Since the enactment of the Affordable Care Act (ACA), larger employers have wondered about an auto-enrollment provision that the ACA added to the Fair Labor Standards Act (FLSA). Under that provision, employers that are subject to the FLSA and which employed more than 200 full-time employees would have been required to automatically enroll new full-time employees in one of the employer’s health benefits plans (subject to any waiting period authorized by law). Certain notices would have been required giving employees an opportunity to opt out of any coverage in which the employee was automatically enrolled.
Employers have been in limbo about auto-enrollment since December 2010, when the Department of Labor advised in a Frequently Asked Question that because the statute requires implementation of the requirement “[i]n accordance with regulations promulgated by the Secretary [of Labor],” and no regulations had been issued, employers were not required to comply with FLSA section 18A until the DOL completed its rulemaking.
Wonder no more. Today, President Barack Obama signed H.R. 1314, the “Bipartisan Budget Act of 2015,” which among other things repealed the auto-enrollment requirement from the FLSA. For many employers, this will be welcomed relief from yet another ACA compliance requirement.
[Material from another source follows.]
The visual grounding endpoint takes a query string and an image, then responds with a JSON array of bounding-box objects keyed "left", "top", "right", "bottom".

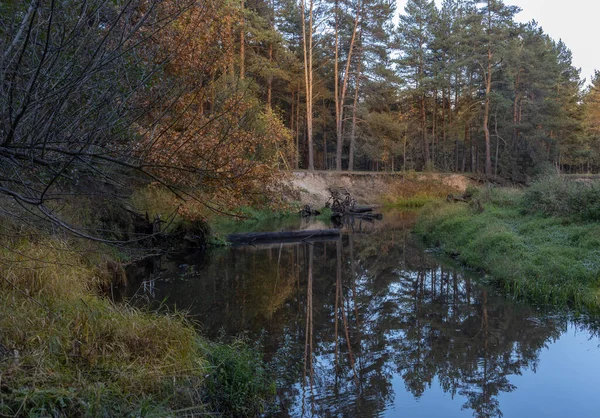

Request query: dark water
[{"left": 122, "top": 211, "right": 600, "bottom": 417}]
Note, however, employers may decide to use “default” or “negative” elections for enrolling employees into health plan coverage or certain other benefits. Under a default or negative enrollment arrangement, an otherwise eligible employee will be deemed to have elected a certain type and level of coverage, unless the employee timely returns a written waiver of that coverage. The Internal Revenue Service permitted this practice in a 2002 Revenue Ruling, and affirmed the approach in proposed regulations under Section 125, issued in 2007. This practice may even be applied to HSA contributions made under a cafeteria plan.
As many expected would be the case for the ACA’s auto-enrollment requirement, to implement default or negative elections under Section 125, employers would need to provide notice to employees about the coverage and cost, and provide the opportunity to opt-out of the arrangement. In many cases, negative or default elections will involve payroll deductions made without an affirmative election by the employee to reduce his or her wages to pay for that benefit. Some state wage withholding laws, however, have an express requirement that there be an affirmative election by the employee before any deductions may be made. But, the DOL has taken the position that in this context such wage withholding laws are preempted by ERISA. Still, employers may want to avoid the ire of an aggressive state labor official seeking to enforce his or her state’s wage law, even if the battle may be won by the employer in court. Employers should consider this practice carefully and consult with appropriate counsel.